February 8, 2010 | 12:14 pm

People who hold jumbo loans on pricey U.S. properties continued to struggle in January as more Americans lose their jobs and property values have plummeted, according to a report released Monday.

Jumbo loans were popular -- and often necessary to afford homes in pricey areas like Southern California -- during the heady years of the boom.

Jumbo loans are generally defined as being above certain conforming limits set by mortgage titans Freddie Mac and Fannie Mae. (The conforming limit for single-family homes was $417,000 from 2006 to 2008 but was increased temporarily by federal lawmakers in early 2008 to $729,750 in certain high-cost areas, including Los Angeles County.)

Overall, delinquencies of 60 days or more on prime jumbo loans that were packaged into securities and sold to investors rose to 9.6% in January, up from 9.2% in December and 3.7% a year earlier, according to the report by the Fitch Ratings agency in New York.

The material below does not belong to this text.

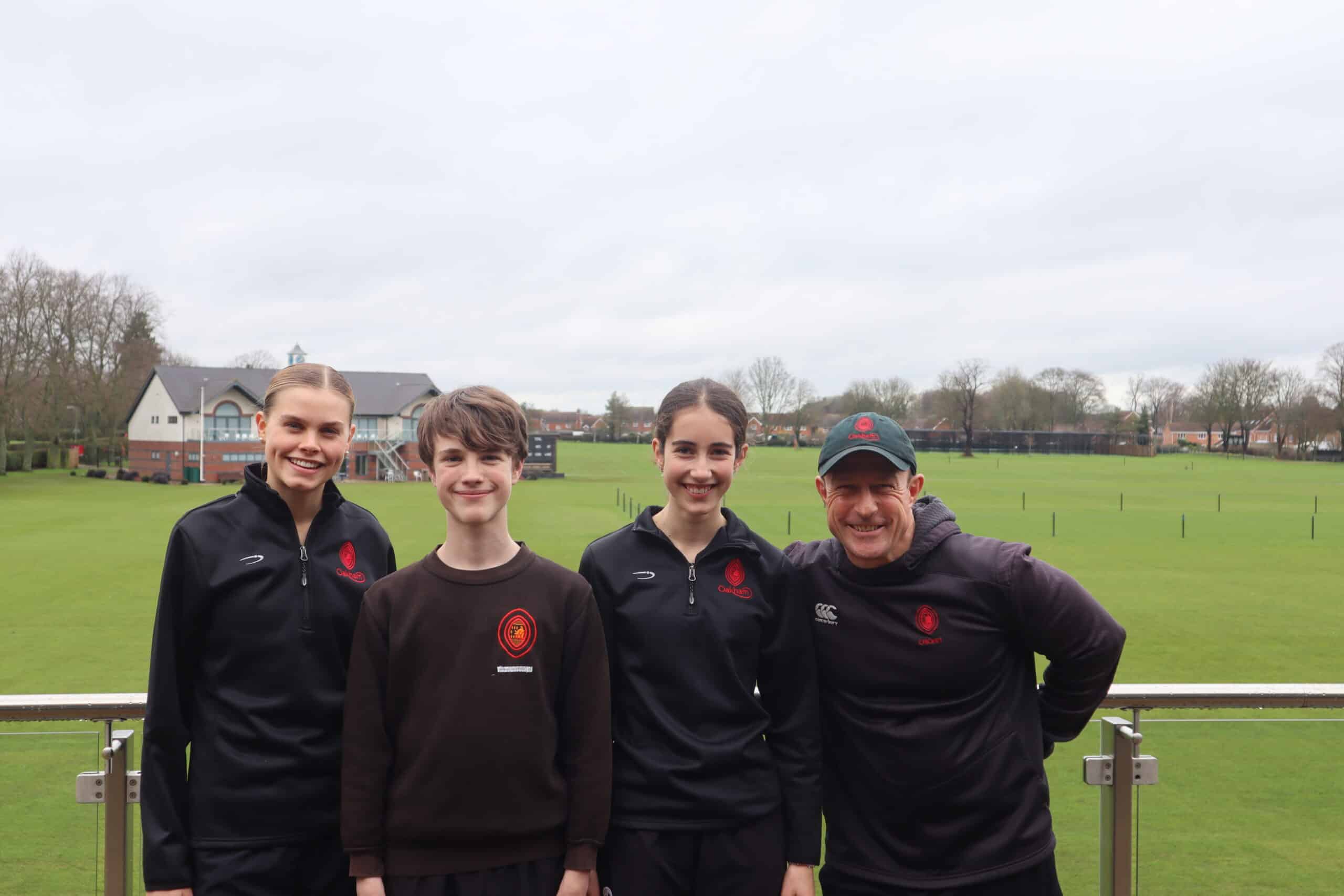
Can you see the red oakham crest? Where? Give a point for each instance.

California, which comprises 44% of the market, saw its delinquency rate rise to 11.3% in January from 10.8% in December and 4.1% a year earlier.

“The deterioration in performance is really the combination of two things going on: rising unemployment that took place throughout 2009 as well as our estimate that about a third of all jumbo loans that are current are underwater in terms of the value, so [borrowers] owe more on their properties than they are worth,” Fitch managing director Vincent Barberio said. “As more of these loans become delinquent, they ultimately will come into foreclosure.”

Prime jumbo loan delinquencies began to rise in the second quarter of 2007, but accelerated in 2009 and nearly tripled over the course of the year, Fitch said. The five states with the highest volume of prime jumbo loans outstanding are California, New York, Florida, Virginia and New Jersey.